Poverty is everywhere. Even in the richest countries. UK for example is the sixth largest economy in the world. But people in full-time work, such as our lowly paid NHS nurses, are forced to use food banks. Poverty has increased in the ‘developed world’ as well as in the ‘developing world’ along with greater inequality. Inequality suggests social stratification. Social stratification within a society, its acceptance or otherwise is part of culture, but also stratification suggests alternative cultures within each stratum. Different ‘cultures’ or sectors of sociocultural groups have different ‘stories’ about social issues such as ‘poverty’, what that means and why people are poor. So, analysing ‘poverty’ from a cross-cultural management perspective involves, as a starting point, concepts of intersectionality (cross-cutting sociocultural segmentation) and of narratives and counter-narratives (different stories told about poverty according to this segmentation and the power relations prevailing).
But there is an ominous side to looking at poverty from a ‘cultural’ perspective, which may form part of a dominant narrative: a culture of poverty, or, a view that ‘culture’ determines poverty. People are poor because it is part of their culture to be poor. The same theory works for inequality: a society is unequal because ‘power distance’ is part of their culture. Poverty is a personal thing, whereas inequality is a societal thing. You can’t be unequal as a person, but you can be poor.
So, why should cross-cultural management scholars be concerned with poverty or inequality? The simply answer is, if we are not concerned with societal structure and the effect of this on individuals, families and employees, we are not really doing our job properly as social and behavioural scientists.
As cross-cultural management specialists we are not just concerned with our own society, the way that works and the implications for individuals, institutions and organisations, we are concerned with international interactions and global phenomena. We should therefore be concerned with inequalities and poverty on a global scale. This affects the way institutions and organisations are, and the way these, and individuals interact globally.
Many scholars working at the critical end of cross-cultural management studies have been concerned with unequal power relations in global interactions. This goes hand in hand with unequal economic relations. The spread of ‘global’ cultures has been driven by dominant economies. The transfer of technology and knowledge into societies where this might be inappropriate is fuelled by economic dominance. International acquisitions may be typified by one organisation more economically dominant than another. We are well acquainted with inequality in international business and management.

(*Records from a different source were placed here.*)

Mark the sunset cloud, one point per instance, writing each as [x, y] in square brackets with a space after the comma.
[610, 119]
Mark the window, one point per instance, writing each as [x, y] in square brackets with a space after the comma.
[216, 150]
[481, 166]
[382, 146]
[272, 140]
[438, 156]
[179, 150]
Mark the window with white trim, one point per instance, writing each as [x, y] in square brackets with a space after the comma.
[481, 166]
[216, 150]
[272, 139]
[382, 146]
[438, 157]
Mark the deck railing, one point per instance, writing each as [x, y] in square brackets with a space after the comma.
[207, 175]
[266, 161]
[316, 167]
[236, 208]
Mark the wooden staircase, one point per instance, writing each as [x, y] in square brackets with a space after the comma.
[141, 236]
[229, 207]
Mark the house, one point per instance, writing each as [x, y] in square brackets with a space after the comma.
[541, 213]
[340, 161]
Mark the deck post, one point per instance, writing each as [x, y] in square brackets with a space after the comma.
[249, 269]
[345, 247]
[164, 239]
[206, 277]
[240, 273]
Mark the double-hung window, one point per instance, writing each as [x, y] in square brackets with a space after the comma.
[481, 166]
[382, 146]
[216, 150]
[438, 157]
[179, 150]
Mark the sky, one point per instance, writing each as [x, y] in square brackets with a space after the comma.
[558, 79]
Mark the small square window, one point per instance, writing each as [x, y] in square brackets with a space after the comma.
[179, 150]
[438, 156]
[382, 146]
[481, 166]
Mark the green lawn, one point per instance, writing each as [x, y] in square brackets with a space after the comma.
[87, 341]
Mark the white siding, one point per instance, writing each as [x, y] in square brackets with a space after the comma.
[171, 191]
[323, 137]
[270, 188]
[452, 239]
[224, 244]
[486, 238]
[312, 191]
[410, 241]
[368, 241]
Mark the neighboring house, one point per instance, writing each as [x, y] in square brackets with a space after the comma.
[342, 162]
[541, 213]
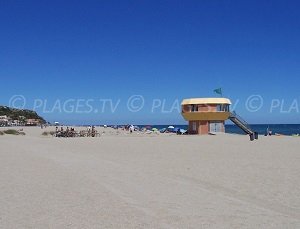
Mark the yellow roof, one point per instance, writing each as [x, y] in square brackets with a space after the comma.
[206, 101]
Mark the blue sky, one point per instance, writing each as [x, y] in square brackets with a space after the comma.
[167, 50]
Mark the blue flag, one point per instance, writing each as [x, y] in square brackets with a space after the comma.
[218, 91]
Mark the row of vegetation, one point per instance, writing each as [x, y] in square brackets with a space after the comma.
[47, 133]
[17, 114]
[12, 132]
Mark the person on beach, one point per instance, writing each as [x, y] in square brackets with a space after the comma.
[131, 129]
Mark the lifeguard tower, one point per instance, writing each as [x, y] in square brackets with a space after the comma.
[208, 115]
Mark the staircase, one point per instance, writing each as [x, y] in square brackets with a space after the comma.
[237, 120]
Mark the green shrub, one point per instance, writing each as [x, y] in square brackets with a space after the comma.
[45, 133]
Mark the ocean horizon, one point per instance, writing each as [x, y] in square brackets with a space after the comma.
[284, 129]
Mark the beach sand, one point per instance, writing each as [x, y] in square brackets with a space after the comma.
[120, 180]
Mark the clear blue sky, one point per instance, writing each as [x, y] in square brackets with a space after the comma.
[168, 50]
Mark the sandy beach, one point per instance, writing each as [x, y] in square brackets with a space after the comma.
[120, 180]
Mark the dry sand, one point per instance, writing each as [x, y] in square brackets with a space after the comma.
[149, 181]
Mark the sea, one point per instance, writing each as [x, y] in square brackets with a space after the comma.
[284, 129]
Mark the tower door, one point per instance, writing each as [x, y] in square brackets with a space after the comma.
[215, 127]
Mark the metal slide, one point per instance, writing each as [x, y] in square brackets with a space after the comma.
[237, 120]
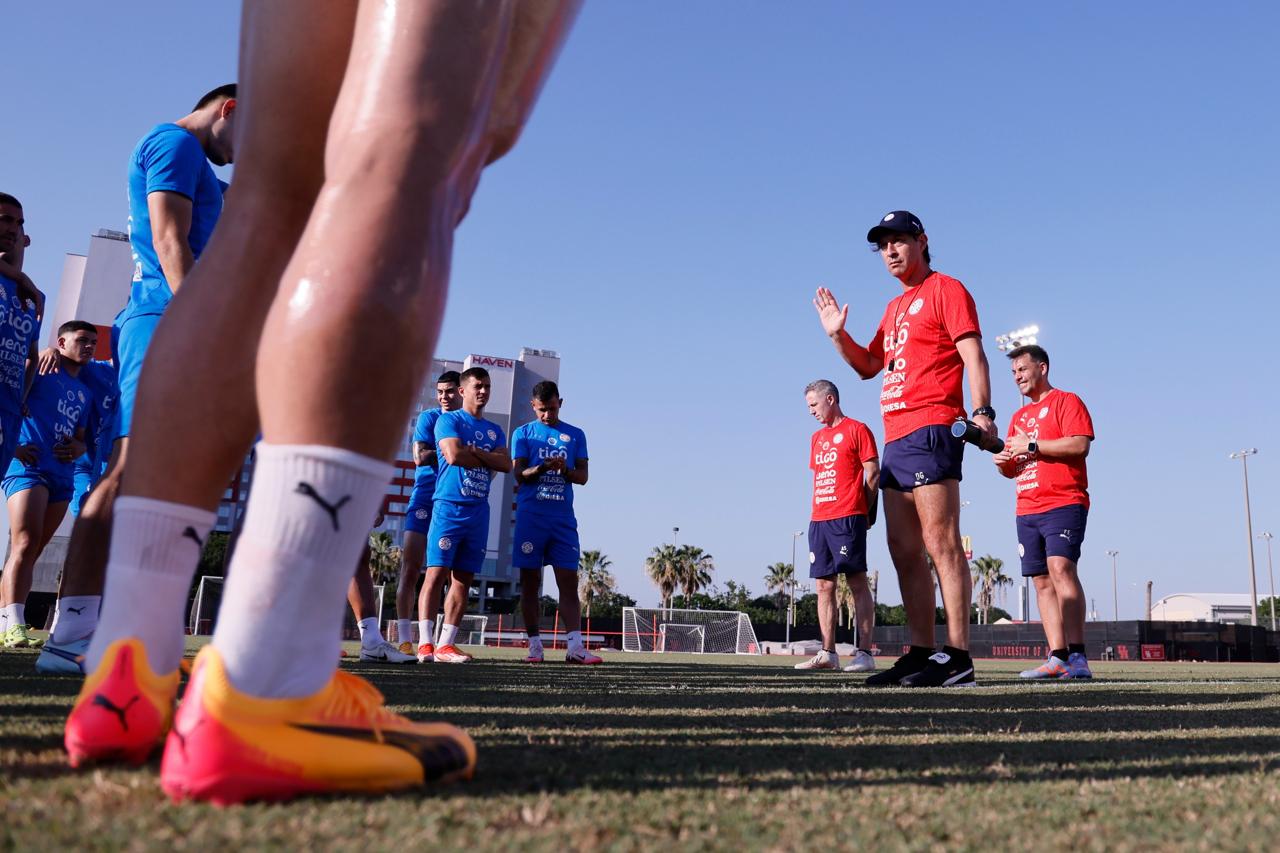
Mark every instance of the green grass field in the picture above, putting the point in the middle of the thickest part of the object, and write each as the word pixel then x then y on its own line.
pixel 690 752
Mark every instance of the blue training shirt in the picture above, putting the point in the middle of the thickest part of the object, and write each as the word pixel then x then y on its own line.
pixel 466 484
pixel 168 159
pixel 56 406
pixel 552 493
pixel 424 430
pixel 18 328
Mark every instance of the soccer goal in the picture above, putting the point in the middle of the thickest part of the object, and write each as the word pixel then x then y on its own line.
pixel 702 632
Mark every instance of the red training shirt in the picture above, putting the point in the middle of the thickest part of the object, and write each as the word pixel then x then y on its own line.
pixel 1048 483
pixel 923 370
pixel 836 455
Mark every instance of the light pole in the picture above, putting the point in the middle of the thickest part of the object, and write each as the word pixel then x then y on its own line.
pixel 1115 593
pixel 1248 527
pixel 1272 575
pixel 791 610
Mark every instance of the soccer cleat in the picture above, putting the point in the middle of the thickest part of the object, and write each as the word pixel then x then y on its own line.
pixel 385 653
pixel 1078 666
pixel 63 658
pixel 862 662
pixel 451 653
pixel 903 667
pixel 823 660
pixel 123 708
pixel 942 670
pixel 18 637
pixel 583 656
pixel 1054 667
pixel 229 747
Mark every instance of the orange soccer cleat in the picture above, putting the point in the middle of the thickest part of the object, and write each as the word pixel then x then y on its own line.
pixel 229 747
pixel 123 708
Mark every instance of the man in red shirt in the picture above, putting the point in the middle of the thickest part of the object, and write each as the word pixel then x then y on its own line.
pixel 927 340
pixel 1048 439
pixel 845 471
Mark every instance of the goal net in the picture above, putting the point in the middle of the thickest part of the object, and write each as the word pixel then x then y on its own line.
pixel 470 632
pixel 711 632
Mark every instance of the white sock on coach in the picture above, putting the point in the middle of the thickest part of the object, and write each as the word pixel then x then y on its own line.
pixel 155 550
pixel 74 617
pixel 307 520
pixel 448 634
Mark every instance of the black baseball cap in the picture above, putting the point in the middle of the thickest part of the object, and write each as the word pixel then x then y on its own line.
pixel 899 222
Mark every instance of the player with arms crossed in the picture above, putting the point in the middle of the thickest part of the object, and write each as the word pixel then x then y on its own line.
pixel 549 460
pixel 926 342
pixel 471 450
pixel 364 126
pixel 417 516
pixel 39 480
pixel 1048 441
pixel 845 474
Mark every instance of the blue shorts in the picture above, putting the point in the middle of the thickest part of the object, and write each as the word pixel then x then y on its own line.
pixel 417 516
pixel 458 536
pixel 26 478
pixel 928 455
pixel 544 541
pixel 837 546
pixel 1054 533
pixel 131 338
pixel 10 425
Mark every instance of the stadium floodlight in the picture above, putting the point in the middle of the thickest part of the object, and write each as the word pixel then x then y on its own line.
pixel 1248 528
pixel 1271 574
pixel 1115 593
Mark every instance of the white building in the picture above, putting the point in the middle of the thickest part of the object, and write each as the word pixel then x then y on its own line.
pixel 1203 607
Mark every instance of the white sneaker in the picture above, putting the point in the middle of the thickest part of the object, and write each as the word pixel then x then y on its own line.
pixel 581 656
pixel 862 662
pixel 385 653
pixel 823 660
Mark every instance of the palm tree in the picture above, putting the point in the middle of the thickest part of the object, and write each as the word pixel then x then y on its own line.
pixel 695 570
pixel 777 580
pixel 988 573
pixel 663 570
pixel 594 578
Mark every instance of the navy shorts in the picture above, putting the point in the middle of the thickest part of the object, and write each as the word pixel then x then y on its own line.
pixel 928 455
pixel 1055 533
pixel 837 546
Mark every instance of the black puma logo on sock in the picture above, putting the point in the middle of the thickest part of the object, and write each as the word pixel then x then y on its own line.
pixel 103 702
pixel 332 509
pixel 190 533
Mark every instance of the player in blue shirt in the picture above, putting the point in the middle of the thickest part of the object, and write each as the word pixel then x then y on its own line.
pixel 417 516
pixel 39 480
pixel 174 203
pixel 470 451
pixel 549 459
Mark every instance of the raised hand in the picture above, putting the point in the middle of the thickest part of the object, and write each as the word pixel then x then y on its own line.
pixel 830 311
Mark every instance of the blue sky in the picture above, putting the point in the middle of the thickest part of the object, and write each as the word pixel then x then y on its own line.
pixel 1106 170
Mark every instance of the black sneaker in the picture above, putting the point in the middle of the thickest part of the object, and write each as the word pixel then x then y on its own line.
pixel 942 670
pixel 903 667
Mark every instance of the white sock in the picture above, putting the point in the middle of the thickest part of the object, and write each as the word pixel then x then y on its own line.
pixel 370 634
pixel 307 520
pixel 448 634
pixel 74 617
pixel 155 550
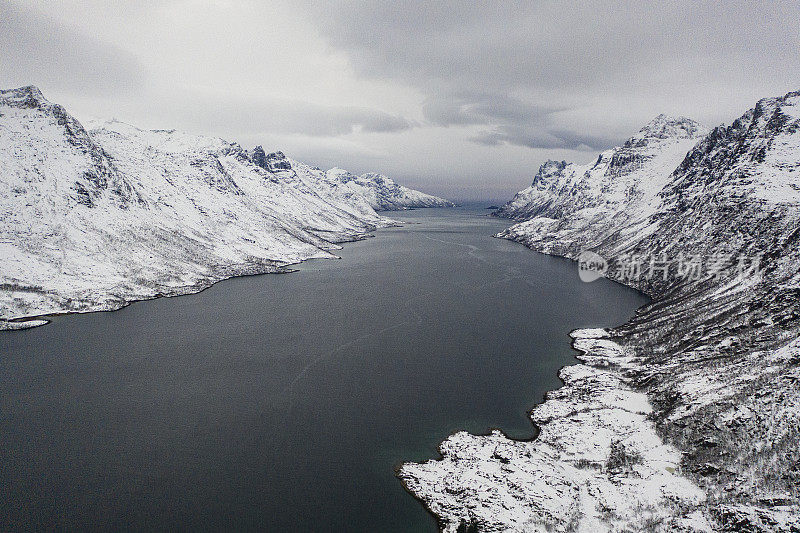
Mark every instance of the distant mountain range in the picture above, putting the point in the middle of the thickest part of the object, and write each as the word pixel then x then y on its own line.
pixel 687 418
pixel 95 217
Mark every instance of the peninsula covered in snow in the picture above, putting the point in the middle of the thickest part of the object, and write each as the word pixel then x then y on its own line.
pixel 100 215
pixel 687 417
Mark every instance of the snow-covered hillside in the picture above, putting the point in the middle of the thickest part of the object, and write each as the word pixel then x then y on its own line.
pixel 383 194
pixel 93 219
pixel 715 239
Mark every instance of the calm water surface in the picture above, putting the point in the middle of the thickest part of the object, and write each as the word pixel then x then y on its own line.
pixel 284 402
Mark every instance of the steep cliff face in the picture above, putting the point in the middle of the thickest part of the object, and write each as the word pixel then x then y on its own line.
pixel 575 205
pixel 93 219
pixel 714 237
pixel 382 193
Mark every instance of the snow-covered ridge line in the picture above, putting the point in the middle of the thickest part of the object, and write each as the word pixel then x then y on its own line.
pixel 96 218
pixel 717 355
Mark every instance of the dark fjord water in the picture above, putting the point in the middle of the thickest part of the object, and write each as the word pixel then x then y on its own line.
pixel 283 402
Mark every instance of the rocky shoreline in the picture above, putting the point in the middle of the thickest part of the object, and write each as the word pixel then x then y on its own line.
pixel 713 236
pixel 597 460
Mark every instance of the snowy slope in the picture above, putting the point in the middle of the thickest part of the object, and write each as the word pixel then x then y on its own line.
pixel 714 359
pixel 382 193
pixel 95 219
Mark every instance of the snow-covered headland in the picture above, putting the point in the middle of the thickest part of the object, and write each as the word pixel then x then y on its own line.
pixel 94 218
pixel 687 418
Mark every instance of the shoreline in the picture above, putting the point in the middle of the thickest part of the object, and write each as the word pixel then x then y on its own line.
pixel 233 271
pixel 496 482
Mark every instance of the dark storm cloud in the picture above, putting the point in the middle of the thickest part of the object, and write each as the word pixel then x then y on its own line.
pixel 253 115
pixel 471 60
pixel 36 50
pixel 532 137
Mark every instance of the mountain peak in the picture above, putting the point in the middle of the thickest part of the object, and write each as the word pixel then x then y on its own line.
pixel 669 127
pixel 28 96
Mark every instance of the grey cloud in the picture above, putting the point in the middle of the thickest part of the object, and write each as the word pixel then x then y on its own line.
pixel 39 51
pixel 533 137
pixel 468 60
pixel 249 116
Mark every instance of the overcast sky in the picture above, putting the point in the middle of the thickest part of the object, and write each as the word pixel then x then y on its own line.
pixel 449 97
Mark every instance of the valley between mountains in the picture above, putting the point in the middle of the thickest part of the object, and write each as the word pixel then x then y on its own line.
pixel 685 418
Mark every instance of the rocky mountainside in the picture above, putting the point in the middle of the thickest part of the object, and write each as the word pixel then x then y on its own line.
pixel 382 193
pixel 709 370
pixel 95 218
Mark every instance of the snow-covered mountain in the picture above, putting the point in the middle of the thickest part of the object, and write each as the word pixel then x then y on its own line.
pixel 95 218
pixel 686 418
pixel 383 194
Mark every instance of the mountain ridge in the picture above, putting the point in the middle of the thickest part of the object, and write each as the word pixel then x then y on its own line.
pixel 96 218
pixel 706 373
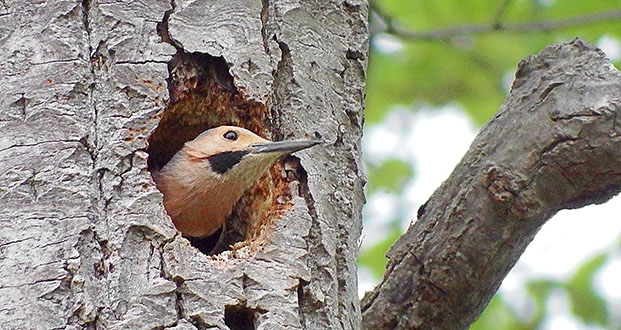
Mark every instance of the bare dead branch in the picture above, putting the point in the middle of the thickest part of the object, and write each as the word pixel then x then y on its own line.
pixel 554 144
pixel 496 25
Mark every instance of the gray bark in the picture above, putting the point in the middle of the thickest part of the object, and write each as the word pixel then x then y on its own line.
pixel 85 241
pixel 554 144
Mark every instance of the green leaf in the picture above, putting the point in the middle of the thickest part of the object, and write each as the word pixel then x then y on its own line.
pixel 540 290
pixel 375 257
pixel 585 303
pixel 391 175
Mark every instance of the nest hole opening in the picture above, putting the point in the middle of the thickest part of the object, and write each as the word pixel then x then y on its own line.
pixel 202 95
pixel 240 317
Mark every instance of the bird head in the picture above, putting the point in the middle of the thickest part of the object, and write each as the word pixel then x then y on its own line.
pixel 203 181
pixel 237 153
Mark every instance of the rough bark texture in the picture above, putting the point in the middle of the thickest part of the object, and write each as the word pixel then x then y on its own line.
pixel 85 241
pixel 554 144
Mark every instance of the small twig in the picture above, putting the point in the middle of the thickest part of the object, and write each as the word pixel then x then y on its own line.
pixel 500 13
pixel 495 26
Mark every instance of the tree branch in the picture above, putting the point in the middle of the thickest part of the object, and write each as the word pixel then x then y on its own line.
pixel 554 144
pixel 496 25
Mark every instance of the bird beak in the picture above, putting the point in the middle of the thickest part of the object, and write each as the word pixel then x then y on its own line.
pixel 284 147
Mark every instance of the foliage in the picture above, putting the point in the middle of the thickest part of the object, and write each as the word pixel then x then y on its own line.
pixel 433 63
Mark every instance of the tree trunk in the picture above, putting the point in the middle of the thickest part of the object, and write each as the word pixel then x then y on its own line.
pixel 554 144
pixel 85 240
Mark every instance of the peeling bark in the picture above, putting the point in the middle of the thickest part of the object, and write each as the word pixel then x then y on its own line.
pixel 554 144
pixel 85 241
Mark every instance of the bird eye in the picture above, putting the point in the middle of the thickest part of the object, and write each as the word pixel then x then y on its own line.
pixel 230 135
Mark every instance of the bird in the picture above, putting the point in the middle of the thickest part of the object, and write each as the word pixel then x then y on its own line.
pixel 208 175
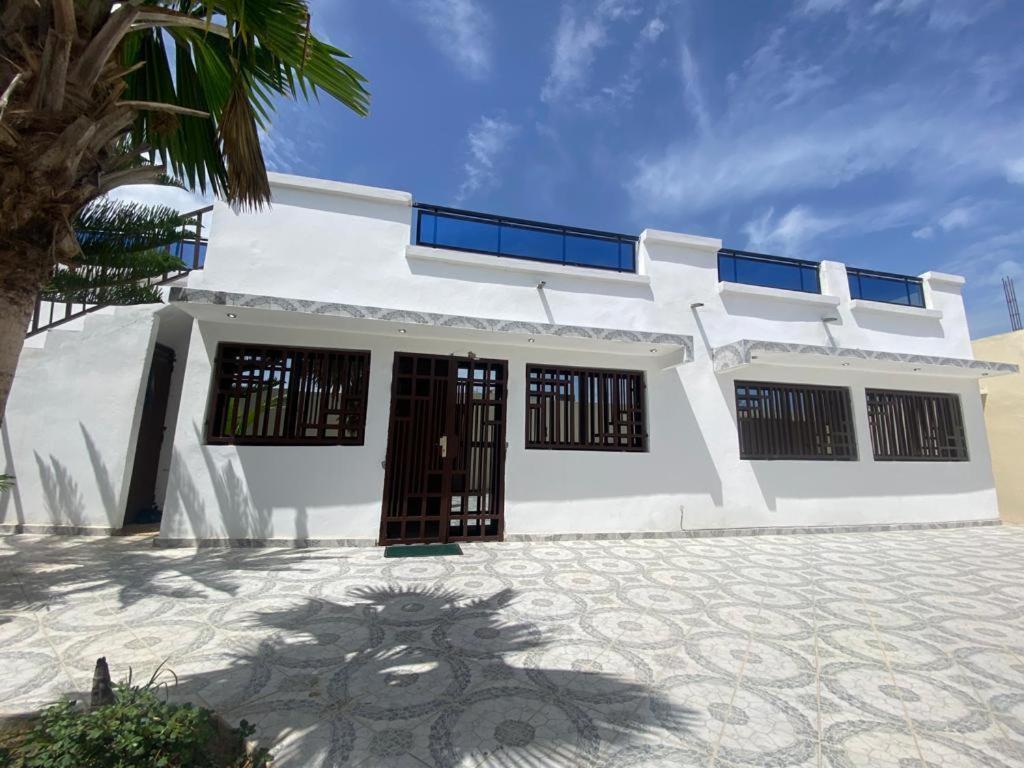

This often reflects economic inequalities between nations, and within nations.
A culture of poverty
That poverty is related to cultural differences is an argument proposed by Lawrence Mead. Writing about poverty in the United States, he argues that the country has a western individualist culture, with most people seeking to achieve personal goals. Racial minorities, he argues, all come from non-western cultures where people seek to adjust to outside conditions rather than seeking change. Westerners are also moralistic and demand that behaviour respect universal principles. Minorities from non-western cultures are less rigid, responding to the expectations of others. Hence they only respond weakly to chances of getting ahead. This also explains, he asserts, why crime and other social problems are high in low-income areas.
This professor of politics and public policy at New York University tells us: ‘Cultural difference helps to explain the two most puzzling things about the long-term poor: their tepid response to opportunity and the frequent disorder in their personal lives.’ He adds that the ultimate solution to poverty is for the poor to adopt the more inner-driven individualistic style. It is little wonder that the publisher, Springer, under pressure, later retracted this article (although still available online).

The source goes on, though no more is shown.